MOD.A National Home Modification Conference:
Modifying the Home – Building Inclusion Practice – 28th & 29th April, Canberra, Australia.
Notes from day one of the conference taken by our CEO – Shalla Thomas.
INTERNATIONAL AND AUSTRALIAN PERSPECTIVES, CHALLENGES AND APPROACHES:
Paul Smith, UK
The UK model of home handyperson services, funding from health.
Run by housing, Local Government, Charities and Private companies, available in 85% of districts, usually commissioned by Local Government.
Means tested for over 18 year olds, under 18 year olds $30,000 available to modify.
Modifications delay entry to residential care by at least 4 years, save a lot of money by keeping people safely at home.
550 million pounds by 2019/20 – challenge to spend it better; 40,000 grants annually.
Inclusion by Design: 15% of worlds population have disabilities, ageing population increasing, births decreasing.
Prepare home for a good life. Design disconnect.
Action is all in retrofit only 2% in new build. Collaboration.
Aboriginal housing: need two entrances, cultural reasons.
Point of sale information to avoid DIY disasters.
Follow up has not been integral part of industry
HOME MODIFICATIONS IN DISABILITY AND AGED CARE REFORM:
Karen Pickering, Aged Care Reforms
February 2017 Home Care Package will follow client
July 2018 Integration of Home Care Package and CHSP as a single care at home program.
User Rights Principles, May 2016 www.homecaretoday.org.au
Aged Care Roadmap
Dr Lloyd Walker, Assistive Technology National and International
3 Key pillars:
- Insurance approach
- Choice and Control
- Community and mainstream
Expectations lift and grow, support depends on what person chooses to achieve
NDIS AT Strategy:
Structual work or local authority permit considered complex modification
Home Modifications 1 – 6% of plans
Over $2m claimed, majority 35 year olds + for bathroom modifications, ramps, lifts/hoists, advice.
Change, opportunity, innovation- About meeting participant goals not the modification – solution focus, creative ways to get better outcomes
AT Innovation Hub, scoping study July, Design and Service innovation
Proven effective early intervention
Innovation around practice, products, price, quality and timeliness
Making homes liveable for the future
CONSUMER FOCUSED HOME MODIFICATIONS:
WA Assessment Framework
RAS 2012, 4 years ahead: increase in HM and AT based on wellness and re-ablement; 50% difficulties can be overcome by modification.

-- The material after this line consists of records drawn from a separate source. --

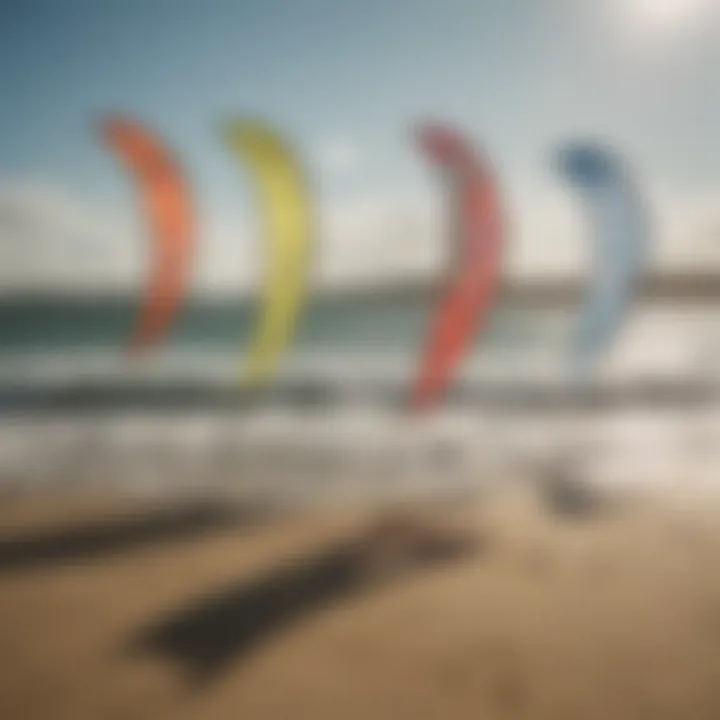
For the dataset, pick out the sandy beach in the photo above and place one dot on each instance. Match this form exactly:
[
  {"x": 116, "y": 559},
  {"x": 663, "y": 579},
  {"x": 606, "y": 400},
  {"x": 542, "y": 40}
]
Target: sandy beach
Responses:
[{"x": 117, "y": 608}]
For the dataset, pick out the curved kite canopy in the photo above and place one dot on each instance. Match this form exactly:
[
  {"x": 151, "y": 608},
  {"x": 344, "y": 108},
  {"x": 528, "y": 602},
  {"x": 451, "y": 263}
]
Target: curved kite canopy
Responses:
[
  {"x": 284, "y": 198},
  {"x": 472, "y": 285},
  {"x": 171, "y": 223},
  {"x": 620, "y": 228}
]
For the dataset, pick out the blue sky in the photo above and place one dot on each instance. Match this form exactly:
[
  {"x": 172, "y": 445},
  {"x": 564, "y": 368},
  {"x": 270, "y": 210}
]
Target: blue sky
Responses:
[{"x": 346, "y": 79}]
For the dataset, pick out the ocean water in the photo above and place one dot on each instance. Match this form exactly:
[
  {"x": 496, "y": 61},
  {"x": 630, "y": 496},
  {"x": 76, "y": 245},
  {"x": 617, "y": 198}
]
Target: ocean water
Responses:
[{"x": 112, "y": 425}]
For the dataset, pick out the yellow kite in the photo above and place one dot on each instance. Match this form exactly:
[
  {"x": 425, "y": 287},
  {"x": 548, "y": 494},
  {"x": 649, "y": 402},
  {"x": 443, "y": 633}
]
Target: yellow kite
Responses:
[{"x": 284, "y": 200}]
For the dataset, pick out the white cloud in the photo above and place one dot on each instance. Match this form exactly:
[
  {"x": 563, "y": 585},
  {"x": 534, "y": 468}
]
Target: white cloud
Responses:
[
  {"x": 50, "y": 239},
  {"x": 339, "y": 156}
]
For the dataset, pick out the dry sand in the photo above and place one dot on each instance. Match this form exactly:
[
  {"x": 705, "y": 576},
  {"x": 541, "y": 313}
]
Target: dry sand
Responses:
[{"x": 613, "y": 617}]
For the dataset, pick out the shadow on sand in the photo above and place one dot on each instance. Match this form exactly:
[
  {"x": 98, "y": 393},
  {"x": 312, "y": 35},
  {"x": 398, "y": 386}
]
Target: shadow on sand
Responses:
[
  {"x": 206, "y": 637},
  {"x": 113, "y": 535}
]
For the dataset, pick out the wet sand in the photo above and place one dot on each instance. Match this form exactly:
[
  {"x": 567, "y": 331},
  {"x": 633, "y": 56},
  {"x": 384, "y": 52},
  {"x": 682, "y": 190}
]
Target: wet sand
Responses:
[{"x": 610, "y": 617}]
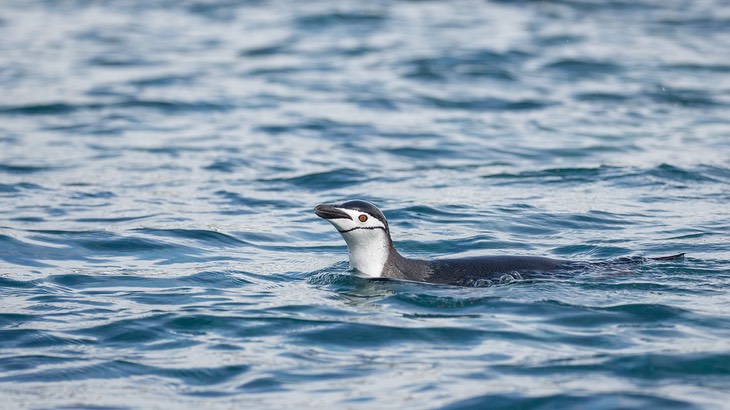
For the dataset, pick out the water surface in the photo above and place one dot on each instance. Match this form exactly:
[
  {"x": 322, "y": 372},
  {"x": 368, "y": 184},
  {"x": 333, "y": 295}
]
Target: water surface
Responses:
[{"x": 160, "y": 162}]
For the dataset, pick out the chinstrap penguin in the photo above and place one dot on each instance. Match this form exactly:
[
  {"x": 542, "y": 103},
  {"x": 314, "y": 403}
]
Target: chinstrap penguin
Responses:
[{"x": 371, "y": 252}]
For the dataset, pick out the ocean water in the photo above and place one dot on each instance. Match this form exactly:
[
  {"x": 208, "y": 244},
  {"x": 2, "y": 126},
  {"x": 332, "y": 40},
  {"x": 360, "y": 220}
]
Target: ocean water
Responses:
[{"x": 160, "y": 162}]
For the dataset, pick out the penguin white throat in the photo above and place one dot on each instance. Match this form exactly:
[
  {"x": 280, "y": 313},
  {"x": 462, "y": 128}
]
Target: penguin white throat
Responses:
[{"x": 365, "y": 231}]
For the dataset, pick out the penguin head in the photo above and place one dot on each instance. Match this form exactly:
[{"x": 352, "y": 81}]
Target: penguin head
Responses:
[{"x": 366, "y": 232}]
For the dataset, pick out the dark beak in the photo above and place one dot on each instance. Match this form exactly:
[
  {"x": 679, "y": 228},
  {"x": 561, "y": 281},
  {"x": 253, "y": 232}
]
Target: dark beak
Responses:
[{"x": 330, "y": 212}]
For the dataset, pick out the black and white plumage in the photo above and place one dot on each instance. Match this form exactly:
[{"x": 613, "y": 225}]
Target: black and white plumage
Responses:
[{"x": 371, "y": 252}]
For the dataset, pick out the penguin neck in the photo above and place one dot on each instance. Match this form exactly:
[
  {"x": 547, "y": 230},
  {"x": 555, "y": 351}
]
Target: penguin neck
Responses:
[{"x": 369, "y": 253}]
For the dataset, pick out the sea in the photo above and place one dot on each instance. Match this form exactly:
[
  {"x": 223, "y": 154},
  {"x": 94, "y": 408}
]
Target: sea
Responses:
[{"x": 160, "y": 162}]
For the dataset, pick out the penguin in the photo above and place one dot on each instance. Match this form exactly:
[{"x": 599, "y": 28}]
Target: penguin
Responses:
[{"x": 372, "y": 254}]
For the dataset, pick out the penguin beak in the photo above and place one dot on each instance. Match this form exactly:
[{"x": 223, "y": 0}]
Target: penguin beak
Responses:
[{"x": 330, "y": 212}]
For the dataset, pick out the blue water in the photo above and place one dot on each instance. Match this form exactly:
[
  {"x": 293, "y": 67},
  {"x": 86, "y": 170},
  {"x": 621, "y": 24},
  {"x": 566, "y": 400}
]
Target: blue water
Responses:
[{"x": 160, "y": 162}]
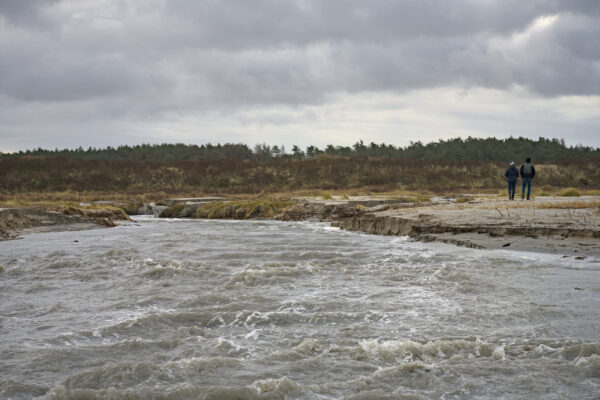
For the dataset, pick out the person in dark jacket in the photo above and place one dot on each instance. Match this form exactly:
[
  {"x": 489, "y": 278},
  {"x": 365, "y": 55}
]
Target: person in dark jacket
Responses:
[
  {"x": 512, "y": 174},
  {"x": 527, "y": 173}
]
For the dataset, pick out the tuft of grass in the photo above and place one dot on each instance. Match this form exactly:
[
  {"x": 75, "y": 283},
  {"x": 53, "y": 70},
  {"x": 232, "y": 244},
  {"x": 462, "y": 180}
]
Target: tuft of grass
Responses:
[
  {"x": 172, "y": 212},
  {"x": 243, "y": 209},
  {"x": 569, "y": 192}
]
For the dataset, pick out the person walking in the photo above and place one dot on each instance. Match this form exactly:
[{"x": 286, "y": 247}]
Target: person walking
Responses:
[
  {"x": 527, "y": 173},
  {"x": 512, "y": 174}
]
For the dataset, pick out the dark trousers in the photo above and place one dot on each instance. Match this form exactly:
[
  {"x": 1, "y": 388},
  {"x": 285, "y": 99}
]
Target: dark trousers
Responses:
[
  {"x": 511, "y": 189},
  {"x": 526, "y": 182}
]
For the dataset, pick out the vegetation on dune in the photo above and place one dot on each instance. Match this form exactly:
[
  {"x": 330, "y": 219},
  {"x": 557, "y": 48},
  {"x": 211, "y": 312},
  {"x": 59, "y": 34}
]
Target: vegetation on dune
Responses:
[
  {"x": 330, "y": 174},
  {"x": 243, "y": 209},
  {"x": 470, "y": 149},
  {"x": 569, "y": 192}
]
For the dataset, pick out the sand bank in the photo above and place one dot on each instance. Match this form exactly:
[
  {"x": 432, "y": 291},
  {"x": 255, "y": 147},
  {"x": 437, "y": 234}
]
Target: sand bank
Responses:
[{"x": 549, "y": 224}]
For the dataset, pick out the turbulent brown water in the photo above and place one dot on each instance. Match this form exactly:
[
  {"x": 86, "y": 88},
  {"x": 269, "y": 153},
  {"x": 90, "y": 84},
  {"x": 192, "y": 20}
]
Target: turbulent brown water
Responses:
[{"x": 162, "y": 309}]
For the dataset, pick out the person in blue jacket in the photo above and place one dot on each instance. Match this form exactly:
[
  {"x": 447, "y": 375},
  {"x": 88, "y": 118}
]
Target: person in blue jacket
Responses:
[
  {"x": 512, "y": 174},
  {"x": 527, "y": 174}
]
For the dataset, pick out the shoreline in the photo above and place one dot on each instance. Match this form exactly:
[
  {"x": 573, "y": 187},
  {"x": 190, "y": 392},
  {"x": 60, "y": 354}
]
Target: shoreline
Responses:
[
  {"x": 556, "y": 225},
  {"x": 553, "y": 225}
]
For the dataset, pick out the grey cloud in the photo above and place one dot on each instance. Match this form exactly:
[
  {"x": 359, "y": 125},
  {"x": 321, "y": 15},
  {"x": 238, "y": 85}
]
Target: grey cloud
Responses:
[
  {"x": 30, "y": 12},
  {"x": 185, "y": 55}
]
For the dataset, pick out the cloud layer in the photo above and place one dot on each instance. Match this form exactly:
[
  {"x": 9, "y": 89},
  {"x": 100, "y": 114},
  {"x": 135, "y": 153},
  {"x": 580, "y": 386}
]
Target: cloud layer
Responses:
[{"x": 76, "y": 65}]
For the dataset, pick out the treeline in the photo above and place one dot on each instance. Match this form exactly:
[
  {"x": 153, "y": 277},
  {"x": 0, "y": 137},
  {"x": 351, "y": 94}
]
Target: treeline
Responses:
[
  {"x": 470, "y": 149},
  {"x": 59, "y": 174}
]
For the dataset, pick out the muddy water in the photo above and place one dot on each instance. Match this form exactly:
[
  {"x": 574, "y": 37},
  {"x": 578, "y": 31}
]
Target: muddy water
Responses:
[{"x": 270, "y": 310}]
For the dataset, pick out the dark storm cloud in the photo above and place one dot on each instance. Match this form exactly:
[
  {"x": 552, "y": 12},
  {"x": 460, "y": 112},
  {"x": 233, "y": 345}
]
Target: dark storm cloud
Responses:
[
  {"x": 149, "y": 58},
  {"x": 267, "y": 51}
]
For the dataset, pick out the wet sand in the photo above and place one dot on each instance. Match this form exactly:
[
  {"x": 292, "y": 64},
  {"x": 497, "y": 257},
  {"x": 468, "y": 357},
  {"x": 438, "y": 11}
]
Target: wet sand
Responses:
[{"x": 490, "y": 223}]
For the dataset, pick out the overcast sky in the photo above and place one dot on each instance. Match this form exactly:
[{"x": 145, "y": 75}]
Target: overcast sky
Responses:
[{"x": 111, "y": 72}]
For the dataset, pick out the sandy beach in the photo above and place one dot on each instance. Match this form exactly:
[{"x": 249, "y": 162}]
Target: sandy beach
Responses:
[{"x": 560, "y": 225}]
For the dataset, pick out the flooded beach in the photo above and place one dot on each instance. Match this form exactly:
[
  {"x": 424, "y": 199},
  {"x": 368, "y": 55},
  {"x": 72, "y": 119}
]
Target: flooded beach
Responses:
[{"x": 204, "y": 309}]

Consumer decision making: what, why and when
Single point of access and advice
Outcome: improved independence and quality of life
Speed of access/waitlists; retail/mainstreaming
Consumer focussed platform: Best practice Scoping Review; re-ablement interface
Fast track home mods to support re-ablement – Process and client journey
Toolkit: templates, decision making protocols guidelines
Consumer Capacity: competency framework; client expectations
The real value argument: reducing the cost of care, and provide freedom
BEST PRACTICE IN HOME MODIFICATION SERVICE DELIVERY:
Develop a sustainable service model, Maintain independence and wellbeing
Ongoing maintainence of equipment
Upskill RAS and advisory line – Person centred approach higher likelihood of uptake in modifications.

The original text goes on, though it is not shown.